I was recently debugging an issue at work relating to VRF where I found that getaddrinfo was not using the VRF interface and therefore DNS would not work if it needed to go over that interface. I found out that in the 4.10 kernel and later, the ip command allows you to run a program with `ip vrf exec <vrfname> <command>` that would presumably tell every socket created as a result of that command to use the specific VRF interface. Unfortunately our platform is currently on 4.9 kernel.
The trick is, when you open a socket(), you need to call something like:
setsockopt(<sock fd>, SOL_SOCKET, SO_BINDTODEVICE, “vrfname”, <vrfname_length>)

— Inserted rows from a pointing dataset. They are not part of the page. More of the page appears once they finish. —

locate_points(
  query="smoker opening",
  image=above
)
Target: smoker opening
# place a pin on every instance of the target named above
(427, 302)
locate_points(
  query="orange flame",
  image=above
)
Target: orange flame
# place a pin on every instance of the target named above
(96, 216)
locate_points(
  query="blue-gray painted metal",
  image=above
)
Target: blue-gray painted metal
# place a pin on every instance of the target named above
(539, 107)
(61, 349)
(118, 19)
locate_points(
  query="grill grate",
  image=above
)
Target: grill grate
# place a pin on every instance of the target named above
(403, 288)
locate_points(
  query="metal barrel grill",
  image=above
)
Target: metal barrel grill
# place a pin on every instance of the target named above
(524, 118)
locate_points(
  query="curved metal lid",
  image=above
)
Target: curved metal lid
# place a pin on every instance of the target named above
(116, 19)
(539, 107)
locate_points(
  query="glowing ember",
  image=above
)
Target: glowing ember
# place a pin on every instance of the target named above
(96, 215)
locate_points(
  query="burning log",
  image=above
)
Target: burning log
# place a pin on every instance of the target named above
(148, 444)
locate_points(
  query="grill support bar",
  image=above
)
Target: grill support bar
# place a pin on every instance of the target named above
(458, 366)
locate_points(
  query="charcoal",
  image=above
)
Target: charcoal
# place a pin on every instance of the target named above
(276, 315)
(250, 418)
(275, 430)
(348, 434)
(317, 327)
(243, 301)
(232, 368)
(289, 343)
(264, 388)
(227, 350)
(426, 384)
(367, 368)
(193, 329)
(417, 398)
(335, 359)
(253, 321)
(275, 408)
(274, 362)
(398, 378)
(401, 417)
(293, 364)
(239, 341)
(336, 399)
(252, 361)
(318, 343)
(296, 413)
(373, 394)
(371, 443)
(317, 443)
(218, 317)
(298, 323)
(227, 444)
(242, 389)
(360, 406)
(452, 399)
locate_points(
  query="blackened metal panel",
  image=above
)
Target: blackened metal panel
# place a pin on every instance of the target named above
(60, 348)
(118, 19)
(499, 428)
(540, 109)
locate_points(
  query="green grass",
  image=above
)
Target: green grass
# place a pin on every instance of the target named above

Which will send the packet over the vrf. Knowing roughly this must be what the ip vrf exec must be doing, I wondered if I could hack something up to do this myself? My first though was actually to replace getaddrinfo() with myown implementation and load with LD_PRELOAD. I experimented with this but found that it would be too difficult, since I would need to copy a bunch of glibc (where getaddrinfo is) code, and also it would not solve the problem in the general sense, if other programs don’t know about VRF. While debugging with GDB I had the idea of creating a GDB script that could call the above setsockopt on each successful call to socket(). This is what I came up with:
break socket python class MyFinishBreakpoint (gdb.FinishBreakpoint): def stop (self): eax = gdb.parse_and_eval("$eax") if eax > 0: vrfname = "myvrf" gdb.execute("p (int)setsockopt($eax, 1, 25, \"%s\", %d)"%(vrfname, len(vrfname))) return False # don't want to stop end commands silent py MyFinishBreakpoint() cont end run quit
The above GDB script can be saved in a a file, lets call it fix_vrf.gdb. You can then run a command that has an issue like this:
sudo gdb -x fix_vrf.gdb –args ping -c 1 -I <vrfname> google.com
The -I option in ping will send the icmp packet out the vrf correctly, but it will try to resolve google.com out the wrong interface, that is until the script intercepts the socket() call in getaddrinfo and calls setsockopt on it using these steps:
- Set break point for all socket() calls
- use the python capability in gdb to define a new class inherited from FinishBreakpoint that will be called only AFTER socket() function is finished. This is important since we want the resultant socket file descriptor to call setsockopt on later.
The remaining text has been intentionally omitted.